|megpie71 (megpie71) wrote,|
@ 2012-01-18 18:32:00
Reflections on the Internet blackout
News Corp chief executive Rupert Murdoch meanwhile accused the "blogosphere" of "terrorising many senators and congressmen who previously committed" to support the US legislation. - from http://www.abc.net.au/news/2012-01-18/wi
Oh gods. How terrifying! How anarchic! How frightening!
Voters actually asking that duly elected representatives represent their constituents and listen to the opinions of said constituents rather than obeying their corporate masters without question!
The End Of The World (According To Rupert) Is Nigh.
Why, anyone would think the USA was a representative democracy, rather than a corporate oligarchy. And we all know that isn't the case...
More seriously and less sarcastically, I'd argue that anything Mr Murdoch publicly supports as a Good Idea these days is probably the option which is more likely to reduce the general public's freedom of speech and expression and increase the gatekeeping role of his family's media empire. News Corporation makes most of its money through being a media gatekeeper, through deciding who gets to be heard publicly, deciding which topics are "serious" and which aren't, and selling more and more advertising space surrounding the scant speech they're permitting through the gates these days. To Mr Murdoch's family corporation, I'm nothing more than a set of eyeballs, a bundle of demographic information (the most important piece of which is "how much discretionary income do I control?") and a wallet to be raided.
Unfortunately for Mr Murdoch and News Corporation, I tend to think of myself as a person, with opinions, tastes, preferences, and values, and as a being with more intrinsic worth than just my demographics and my income. I gave up on their products years ago, when I realised I wasn't going to find anything I considered interesting amongst them. I switched off the television, I stopped buying newspapers, I stopped listening to the radio, I stopped going to the movies, I stopped buying mass market magazines (my preferences are found more in the special interest areas these days) and I stopped attempting to participate in "popular" culture. Which means I've pretty much removed myself from their ambit.
I don't depend on News Corporation or Fox for my entertainment needs. I don't need to wait for the latest thing from Hollywood. I'm not hanging out to hear the latest "celebrity" gossip. I haven't spent money on new music CDs in months (and the last ones I bought were a couple of cheapish compilations from the service station nearest the university I attend). I'm choosy about my books and my magazine purchases. And I can afford all of this because I have the internet to supply a lot of the needs I have for text related materials, for entertainment, for news and for opinion fodder - and not much of what I'm reading online is curated and gatekept in the way Mr Murdoch would prefer.
I get my news via RSS feeds from the Australian Broadcasting Corporation, Pressenza, and Human Wrongs Watch.

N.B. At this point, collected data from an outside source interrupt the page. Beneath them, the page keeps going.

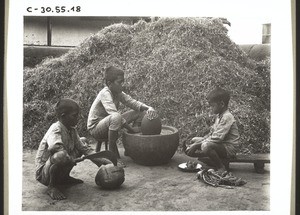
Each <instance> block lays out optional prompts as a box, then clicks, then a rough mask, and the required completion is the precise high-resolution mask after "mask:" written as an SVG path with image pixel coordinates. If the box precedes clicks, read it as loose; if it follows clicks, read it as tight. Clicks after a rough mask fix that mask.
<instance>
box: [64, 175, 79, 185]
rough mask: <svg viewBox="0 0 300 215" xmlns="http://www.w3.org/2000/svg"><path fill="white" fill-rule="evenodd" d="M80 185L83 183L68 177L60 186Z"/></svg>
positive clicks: (73, 178) (78, 180)
mask: <svg viewBox="0 0 300 215" xmlns="http://www.w3.org/2000/svg"><path fill="white" fill-rule="evenodd" d="M82 183H83V181H82V180H80V179H77V178H73V177H71V176H68V177H67V178H65V179H64V180H63V181H62V183H61V184H82Z"/></svg>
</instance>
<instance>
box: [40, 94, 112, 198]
mask: <svg viewBox="0 0 300 215" xmlns="http://www.w3.org/2000/svg"><path fill="white" fill-rule="evenodd" d="M55 111H56V115H57V118H58V121H57V122H55V123H53V124H52V125H51V127H50V128H49V129H48V131H47V132H46V134H45V135H44V137H43V139H42V141H41V142H40V145H39V148H38V151H37V154H36V158H35V166H36V171H35V174H36V175H35V177H36V180H37V181H39V182H40V183H42V184H43V185H46V186H47V187H48V188H47V193H48V195H49V196H50V197H51V198H52V199H54V200H61V199H65V198H66V196H65V195H64V194H63V193H62V192H61V191H60V190H59V189H58V187H57V186H58V185H61V184H78V183H83V181H82V180H80V179H76V178H73V177H71V176H70V175H69V174H70V172H71V170H72V168H73V167H74V165H76V163H75V161H74V159H75V158H78V157H80V156H82V155H88V154H92V153H93V149H92V148H90V147H88V146H87V145H86V144H84V142H83V141H82V140H83V138H80V137H79V135H78V133H77V130H76V128H75V126H76V125H77V123H78V118H79V114H80V107H79V105H78V104H77V103H76V102H75V101H73V100H71V99H62V100H60V101H59V102H58V103H57V104H56V107H55ZM92 162H94V163H95V164H96V165H97V166H101V165H102V164H109V163H112V162H111V161H110V160H108V159H106V158H96V159H92Z"/></svg>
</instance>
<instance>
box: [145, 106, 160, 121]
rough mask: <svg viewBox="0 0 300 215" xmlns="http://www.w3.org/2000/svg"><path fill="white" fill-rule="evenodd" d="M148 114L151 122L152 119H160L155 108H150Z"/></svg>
mask: <svg viewBox="0 0 300 215" xmlns="http://www.w3.org/2000/svg"><path fill="white" fill-rule="evenodd" d="M146 113H147V118H148V119H149V120H152V119H155V118H157V117H158V114H157V112H156V110H154V108H153V107H149V108H148V110H147V112H146Z"/></svg>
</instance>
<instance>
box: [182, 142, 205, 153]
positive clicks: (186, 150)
mask: <svg viewBox="0 0 300 215" xmlns="http://www.w3.org/2000/svg"><path fill="white" fill-rule="evenodd" d="M201 144H202V143H201V142H196V143H193V144H191V145H189V146H187V147H186V150H185V151H186V152H188V151H189V150H190V149H191V148H192V147H193V148H195V147H197V148H200V149H201Z"/></svg>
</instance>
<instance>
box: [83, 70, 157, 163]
mask: <svg viewBox="0 0 300 215" xmlns="http://www.w3.org/2000/svg"><path fill="white" fill-rule="evenodd" d="M123 83H124V71H123V70H121V69H119V68H117V67H114V66H110V67H108V68H106V70H105V84H106V86H105V87H104V88H103V89H102V90H101V91H100V92H99V93H98V95H97V97H96V99H95V100H94V102H93V104H92V106H91V108H90V111H89V115H88V120H87V129H88V131H89V133H90V134H91V135H92V136H93V137H94V138H95V139H96V140H97V139H103V138H108V144H109V150H110V151H112V152H113V153H115V154H116V156H117V158H118V165H121V166H123V167H125V164H124V162H122V161H121V160H120V154H119V151H118V147H117V144H116V142H117V139H118V137H119V136H118V132H119V130H120V129H121V128H125V129H127V130H128V132H130V133H138V132H140V126H141V121H142V118H143V117H144V115H145V114H146V113H147V117H148V118H149V119H150V120H151V119H154V118H156V117H157V112H156V111H155V110H154V109H153V108H152V107H150V106H148V105H146V104H144V103H142V102H139V101H137V100H135V99H133V98H132V97H131V96H129V95H128V94H126V93H124V92H123V86H122V85H123ZM120 102H121V103H123V104H124V105H126V106H127V107H129V108H131V109H133V110H129V111H127V112H125V113H123V114H120V113H119V112H118V109H119V104H120ZM145 112H146V113H145ZM130 123H133V125H132V126H131V125H130ZM124 154H125V155H126V152H125V153H124Z"/></svg>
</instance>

I get my community information via RSS from Shakesville, Hoyden About Town, Making Light, and a few other blogs I like. I don't use Facebook, or Google Plus; I've never seen the point of "web portals" when the bookmarks bar in Firefox works just fine, and my Twitter account is used very rarely. I blog on Dreamwidth (because they allow me to crosspost to my InsaneJournal, and they don't regard me as a source of content to use to sell advertising space - something which is positively refreshing these days).